Abstract
Background: Relapse, the major cause of treatment failure in Philadelphia chromosome-positive acute lymphoblastic leukemia (Ph+ALL), seriously affects the long-term survival of Ph+ALL patients even in the modern era of abelson tyrosine kinase inhibitors (TKIs). Leukemia propagating cells (LPCs), defined by their ability to initiate human leukemia and self-renew in immunocompromised mice, almost equal to leukemia stem cells. Relapse of Ph+ALL may result from the persistence of LPCs. Using an anti-CD122-conditioned NOD/SCID xenograft mouse assay, we recently reported that LPCs are enriched in the CD34+CD38-CD58- fraction in human Ph+ALL(Y Kong… XJ Huang*, et al. Leukemia 2014). Further cohort study demonstrated that Ph+ALL patients with LPCs phenotype at diagnosis exhibited significantly higher cumulative incidence of relapse than the other phenotype group even receiving uniform first-line imatinib-based therapy pre- and post-allotransplant (Y Kong, …XJ Huang*, et al. Bone marrow transplantation 2015). Therefore, it is imperative to identify novel therapeutic strategies based on LPCs to improve the prognosis of Ph+ALL patients.
Aims: To compare the gene expression profiles between the sorted LPCs and other phenotype cells from patients with de nove Ph+ALL. Moreover, to investigate whether selective ABL/JAK2 dual inhibition therapy by nilotinib with ruxolitinib could more effectively eliminate imatinib-insensitive LPCs in vitro as well as in humanized Ph+ALL mice.
Methods: To identify the potential molecular basis involved in LPCs-mediated relapse, RNA-sequence and real-time reverse transcription-PCR (qRT-PCR) were performed to analyze the gene expression profiles between the sorted LPCs (CD34+CD38-CD58-) and other phenotype cells (CD34+CD38-CD58+,CD34+CD38+CD58-, and CD34+CD38+CD58+) from patients with de nove Ph+ALL. In order to assess the effects of the selective ABL and/or JAK2 inhibition therapy by the single or different combinations of imatinib/nilotinib, and/or ruxolitinib on Ph+ALL LPCs, drug-induced apoptosis of LPCs was further investigated in vitro, as well as in vivo using sublethally irradiated and anti-mouse CD122 monoclonal antibody conditioned humanized NOD/SCID mice by intra-bone marrow injection.

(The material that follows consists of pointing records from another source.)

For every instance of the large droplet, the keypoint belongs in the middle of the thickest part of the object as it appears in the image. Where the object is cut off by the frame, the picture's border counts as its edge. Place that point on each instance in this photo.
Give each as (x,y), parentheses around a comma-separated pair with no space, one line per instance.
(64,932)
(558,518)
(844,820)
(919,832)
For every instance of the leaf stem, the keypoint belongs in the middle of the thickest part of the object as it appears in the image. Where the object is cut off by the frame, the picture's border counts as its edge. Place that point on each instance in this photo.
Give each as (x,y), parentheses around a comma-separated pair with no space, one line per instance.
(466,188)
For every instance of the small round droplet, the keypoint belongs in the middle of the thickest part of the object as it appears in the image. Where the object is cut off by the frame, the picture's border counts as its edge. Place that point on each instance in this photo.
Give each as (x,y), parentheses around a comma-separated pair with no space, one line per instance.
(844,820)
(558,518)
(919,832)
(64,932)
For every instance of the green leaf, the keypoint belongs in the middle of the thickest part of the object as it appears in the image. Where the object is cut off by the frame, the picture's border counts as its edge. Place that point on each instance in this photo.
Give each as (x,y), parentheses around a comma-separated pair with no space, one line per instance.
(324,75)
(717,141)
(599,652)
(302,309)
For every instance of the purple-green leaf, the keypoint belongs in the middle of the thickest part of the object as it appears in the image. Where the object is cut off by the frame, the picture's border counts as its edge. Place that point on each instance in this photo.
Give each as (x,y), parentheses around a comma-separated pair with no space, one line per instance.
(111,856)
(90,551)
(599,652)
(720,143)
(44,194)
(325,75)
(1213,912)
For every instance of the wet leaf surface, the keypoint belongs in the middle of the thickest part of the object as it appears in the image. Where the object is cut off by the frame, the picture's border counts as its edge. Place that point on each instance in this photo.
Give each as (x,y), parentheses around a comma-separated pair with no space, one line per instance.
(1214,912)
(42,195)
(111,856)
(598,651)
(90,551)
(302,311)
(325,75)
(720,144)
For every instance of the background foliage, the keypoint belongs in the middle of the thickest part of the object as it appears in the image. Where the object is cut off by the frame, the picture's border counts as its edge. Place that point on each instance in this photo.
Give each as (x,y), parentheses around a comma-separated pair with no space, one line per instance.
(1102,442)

Results: RNA-sequence demonstrated that JAK2 was highly expressed in the sorted LPCs compared to the other phenotype cells in patients with de nove Ph+ALL, which was further validated by qRT-PCR. Therefore, we investigated the anti-LPCs effects in the following treatment groups including imatinb, nilotinb, ruxolitinib, imatinb combined with ruxolitinib, nilotinb combined with ruxolitinib, and no treatment control groups. In vitro study, nilotinb combined with ruxolitinib induced significantly higher levels of apoptosis in LPCs than the other treatment groups. In Ph+ALL humanized mouse model, bone marrow and spleen of the recipients were efficiently engrafted with human Ph+ALL cells with an aberrant phenotype similar to that in the donor Ph+ALL patients. The engrafted human cells were derived from the Ph+ALL clone indicated by the presence of BCR/ABL transcripts. At 2 months post drugs intervention, similar high levels of human Ph+ALL engraftment were demonstrated in imatinib-treated mice and no-treatment control mice. As predicted, ruxolitinib alone had no significant anti-LPCs effect in this model, but it prevented Ph+ALL engraftment more significantly when administered with nilotinib. Consistent with our flow cytometry data, hematoxylin-eosin staining and immune histochemistry with rabbit anti-hCD34 and CD19 demonstrated that the infiltrating levels of the transplanted LPCs cells were significantly lower in brain, liver, kidney and spleen tissues of nilotinb combined with ruxolitinib-treated mice than the other groups' mice.
Summary/Conclusion: JAK2 was more highly expressed in the sorted LPCs than the other phenotype cells in patients with de novo Ph+ALL. Selective ABL/JAK2 dual inhibition therapy by nilotinib with ruxolitinib could more effectively eliminate imatinib-insensitive LPCs both in vitro and in humanized Ph+ALL mice. These data indicate that selective ABL/JAK2 dual inhibition therapy by nilotinib with ruxolitinib represents a promising anti-LPCs therapeutic approach for patients with Ph+ALL.
No relevant conflicts of interest to declare.
Author notes
Asterisk with author names denotes non-ASH members.